The first question to ask is: why are you even here?

For most expats it's the cheapness, it's the tax evasion, it's the "easy women who aren't like those feminazi bitches in the west." For the gap-year student scum it's to get "rounded out as a person" (exotic Thirdworldia is an accessory to one's soul-searching or whatever insipid twaddle it is that western gap-year student scum do) and to earn enough to cover travel expenses teaching English (which is exploitative, and you get paid double or triple what a local teacher does). Consider this thing:

Two months until I return to [North America]. I am definitely doing a third year in South Korea with how crap the economy has tanked in the West. In the East I can live as a queen of a small fiefdom, in the West I work as a slave. Do the math, where is the pride in a job and in the self? I go where the money is, enough said.

Look at that endless vortex of exploitative selfishness. Look at that racism.

I'd tell you what qualifies as "good" motivations to be an expat in Thailand. But you know what? I can't think of a single one. Out of all the white expats I've encountered I can name one who's a good and decent person. The majority are neo-colonialist parasites and freeloaders with no respect for our laws, authorities, cultures, or even simple manners. Maybe if you want to come work as a rural doctor (though even that is quite fraught; I think the point came up on the playpen ages ago)? Maybe if westerners came to do unskilled labor here? That's about the only context in which they may be of some use.

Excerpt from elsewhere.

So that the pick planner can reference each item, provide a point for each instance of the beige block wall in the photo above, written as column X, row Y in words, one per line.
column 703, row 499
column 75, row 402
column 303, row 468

Adrienne: I am definitely not comfortable saying that white people in Thailand are somehow morally obligated to suffer through some incredible amount of exclusion and hostility in order to have "meaningful" interactions with locals

I guess I didn't mention that many Thai people have an amazing case of worship-the-honky. I only wish my countrypeople were hostile and exclusive and hosed whites on sight. It's the easiest thing for a white expat to integrate, but of course none of them wants to do that. They just want to sit around in a bar with other expats, and whine how persecuted and excluded and how everything is crap and not as "progressive" as the west and wah wah wahhhhhh.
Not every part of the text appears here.